A major feature of chronic periodontitis (CP) is the damage and destruction of alveolar bone. Periodontal ligament stem cells (PDLSCs) can differentiate into bone and improve CP. Exendin-4 (Ex-4) has been shown to have anti-inflammatory mechanisms and can promote bone regeneration. However, the effects of Ex-4 on the osteogenic differentiation of PDLSCs in the inflammatory microenvironment remains uncharacterized. In this study, we assessed the effects of Ex-4 on PDLSCs stimulated with lipopolysaccharide (LPS) to mimic the inflammatory environment.

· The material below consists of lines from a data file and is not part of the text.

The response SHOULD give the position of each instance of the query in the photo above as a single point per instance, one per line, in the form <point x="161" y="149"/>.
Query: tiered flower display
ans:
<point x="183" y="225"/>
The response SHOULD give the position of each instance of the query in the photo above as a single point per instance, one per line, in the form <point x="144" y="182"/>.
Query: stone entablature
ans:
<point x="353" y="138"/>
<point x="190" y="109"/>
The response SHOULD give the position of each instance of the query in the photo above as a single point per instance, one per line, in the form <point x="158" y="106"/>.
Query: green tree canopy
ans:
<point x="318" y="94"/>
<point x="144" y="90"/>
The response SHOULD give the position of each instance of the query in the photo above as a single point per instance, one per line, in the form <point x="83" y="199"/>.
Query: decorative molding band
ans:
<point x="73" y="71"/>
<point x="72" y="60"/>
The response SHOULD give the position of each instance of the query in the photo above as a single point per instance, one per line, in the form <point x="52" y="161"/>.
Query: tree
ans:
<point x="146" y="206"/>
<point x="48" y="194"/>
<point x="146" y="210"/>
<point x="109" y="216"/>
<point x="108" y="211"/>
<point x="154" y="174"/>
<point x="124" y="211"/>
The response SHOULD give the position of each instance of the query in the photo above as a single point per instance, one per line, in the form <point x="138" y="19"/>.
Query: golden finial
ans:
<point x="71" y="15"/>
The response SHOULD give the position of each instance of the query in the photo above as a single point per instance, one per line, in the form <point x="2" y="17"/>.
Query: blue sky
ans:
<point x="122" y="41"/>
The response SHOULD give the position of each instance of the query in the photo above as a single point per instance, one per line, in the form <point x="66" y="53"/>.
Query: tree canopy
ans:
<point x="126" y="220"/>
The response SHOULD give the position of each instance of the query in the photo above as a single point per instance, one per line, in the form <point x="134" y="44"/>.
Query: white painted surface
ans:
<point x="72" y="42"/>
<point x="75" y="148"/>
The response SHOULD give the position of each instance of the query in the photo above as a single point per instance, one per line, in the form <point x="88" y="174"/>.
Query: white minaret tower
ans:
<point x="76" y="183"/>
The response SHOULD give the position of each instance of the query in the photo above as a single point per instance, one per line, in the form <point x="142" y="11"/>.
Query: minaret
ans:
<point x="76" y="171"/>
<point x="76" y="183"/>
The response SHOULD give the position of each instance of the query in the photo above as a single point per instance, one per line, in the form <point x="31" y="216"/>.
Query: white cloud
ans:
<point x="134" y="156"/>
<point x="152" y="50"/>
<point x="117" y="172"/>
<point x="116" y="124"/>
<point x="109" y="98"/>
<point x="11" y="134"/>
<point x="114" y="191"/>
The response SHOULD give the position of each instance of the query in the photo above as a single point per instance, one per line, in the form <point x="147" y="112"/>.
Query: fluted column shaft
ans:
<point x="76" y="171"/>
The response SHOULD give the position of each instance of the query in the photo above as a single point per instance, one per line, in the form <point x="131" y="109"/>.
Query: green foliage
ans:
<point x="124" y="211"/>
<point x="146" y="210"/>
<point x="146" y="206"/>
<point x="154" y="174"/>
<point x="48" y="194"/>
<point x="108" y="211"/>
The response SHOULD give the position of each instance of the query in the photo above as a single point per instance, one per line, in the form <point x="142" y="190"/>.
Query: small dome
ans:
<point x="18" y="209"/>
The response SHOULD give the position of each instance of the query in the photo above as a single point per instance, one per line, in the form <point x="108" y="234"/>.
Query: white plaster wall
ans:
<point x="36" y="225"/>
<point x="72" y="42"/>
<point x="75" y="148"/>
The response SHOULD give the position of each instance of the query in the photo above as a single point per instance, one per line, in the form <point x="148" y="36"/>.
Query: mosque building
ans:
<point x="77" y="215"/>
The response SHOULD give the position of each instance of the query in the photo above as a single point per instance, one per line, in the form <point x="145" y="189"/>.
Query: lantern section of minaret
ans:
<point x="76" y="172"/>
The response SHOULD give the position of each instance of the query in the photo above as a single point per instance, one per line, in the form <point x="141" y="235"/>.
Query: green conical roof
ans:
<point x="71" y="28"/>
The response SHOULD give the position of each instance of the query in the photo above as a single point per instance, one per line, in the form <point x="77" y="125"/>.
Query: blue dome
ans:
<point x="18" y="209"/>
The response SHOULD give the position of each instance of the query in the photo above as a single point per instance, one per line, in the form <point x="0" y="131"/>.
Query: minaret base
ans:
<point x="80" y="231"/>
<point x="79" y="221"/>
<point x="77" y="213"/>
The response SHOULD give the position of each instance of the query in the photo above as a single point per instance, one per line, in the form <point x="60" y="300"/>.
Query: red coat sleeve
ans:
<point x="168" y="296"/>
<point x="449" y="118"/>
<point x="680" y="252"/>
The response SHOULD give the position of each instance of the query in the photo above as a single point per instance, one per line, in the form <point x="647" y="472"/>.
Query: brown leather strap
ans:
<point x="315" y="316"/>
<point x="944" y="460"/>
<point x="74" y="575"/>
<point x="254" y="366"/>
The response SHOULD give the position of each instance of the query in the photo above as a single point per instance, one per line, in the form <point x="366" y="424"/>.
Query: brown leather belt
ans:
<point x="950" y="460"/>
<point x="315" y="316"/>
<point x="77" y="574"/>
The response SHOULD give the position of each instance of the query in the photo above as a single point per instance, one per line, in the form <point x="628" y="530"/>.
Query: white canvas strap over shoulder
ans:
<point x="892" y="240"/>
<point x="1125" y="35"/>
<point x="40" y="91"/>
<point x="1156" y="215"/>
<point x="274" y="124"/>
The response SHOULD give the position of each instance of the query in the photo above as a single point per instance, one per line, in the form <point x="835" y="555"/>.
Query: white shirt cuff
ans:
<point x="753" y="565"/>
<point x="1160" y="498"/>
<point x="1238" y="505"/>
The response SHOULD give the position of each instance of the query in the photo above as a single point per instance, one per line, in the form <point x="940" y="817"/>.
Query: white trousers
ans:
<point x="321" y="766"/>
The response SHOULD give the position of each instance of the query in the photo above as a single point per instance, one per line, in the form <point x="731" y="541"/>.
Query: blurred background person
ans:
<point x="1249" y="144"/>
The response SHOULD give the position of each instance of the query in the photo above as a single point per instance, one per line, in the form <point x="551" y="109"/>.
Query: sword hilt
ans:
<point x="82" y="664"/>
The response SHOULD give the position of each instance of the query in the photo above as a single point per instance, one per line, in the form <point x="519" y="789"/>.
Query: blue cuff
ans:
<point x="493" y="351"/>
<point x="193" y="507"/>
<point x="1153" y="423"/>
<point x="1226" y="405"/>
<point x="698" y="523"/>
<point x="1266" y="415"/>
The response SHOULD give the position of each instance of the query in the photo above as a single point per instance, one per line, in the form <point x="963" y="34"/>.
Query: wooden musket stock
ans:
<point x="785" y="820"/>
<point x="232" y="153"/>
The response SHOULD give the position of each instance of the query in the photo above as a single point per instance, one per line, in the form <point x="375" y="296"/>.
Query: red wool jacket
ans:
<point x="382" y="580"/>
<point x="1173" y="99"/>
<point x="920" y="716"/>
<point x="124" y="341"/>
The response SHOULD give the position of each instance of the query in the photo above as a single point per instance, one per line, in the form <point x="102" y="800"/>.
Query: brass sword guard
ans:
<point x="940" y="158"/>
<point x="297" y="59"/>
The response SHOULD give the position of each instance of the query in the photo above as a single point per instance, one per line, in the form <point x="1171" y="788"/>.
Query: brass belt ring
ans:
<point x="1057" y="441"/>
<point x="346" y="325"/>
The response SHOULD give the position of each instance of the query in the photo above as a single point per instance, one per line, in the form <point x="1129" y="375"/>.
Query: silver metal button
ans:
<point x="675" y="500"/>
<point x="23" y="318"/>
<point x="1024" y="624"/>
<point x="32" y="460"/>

PDLSCs proliferation was assessed through CCK-8 assays and osteogenic differentiation was measured using Alizarin Red staining. The anti-inflammatory and osteogenic mechanisms of Ex-4 were assessed by western blot, RT-PCR, ELISA and immunofluorescence. We found that LPS treatment promoted the proliferative capacity of PDLSCs and inhibited their osteogenic differentiation. However, Ex-4 reversed these effects through suppressing PDLSCs proliferation and promoting osteogenic differentiation. Ex-4 increased Runx2, ALP, and Osx levels and decreased TNF-α and IL-6 expression. Ex-4 also reduced the expression of IκBα and p-IκBα, and inhibited the nuclear translocation of NF-κB/p65. The expression of β-catenin decreased in nucleus after co-treatment of Ex-4 with LPS. Taken together, these data demonstrate that Ex-4 promotes PDLSCs osteogenic differentiation in the inflammatory microenvironment through regulating NF-κB and Wnt signaling.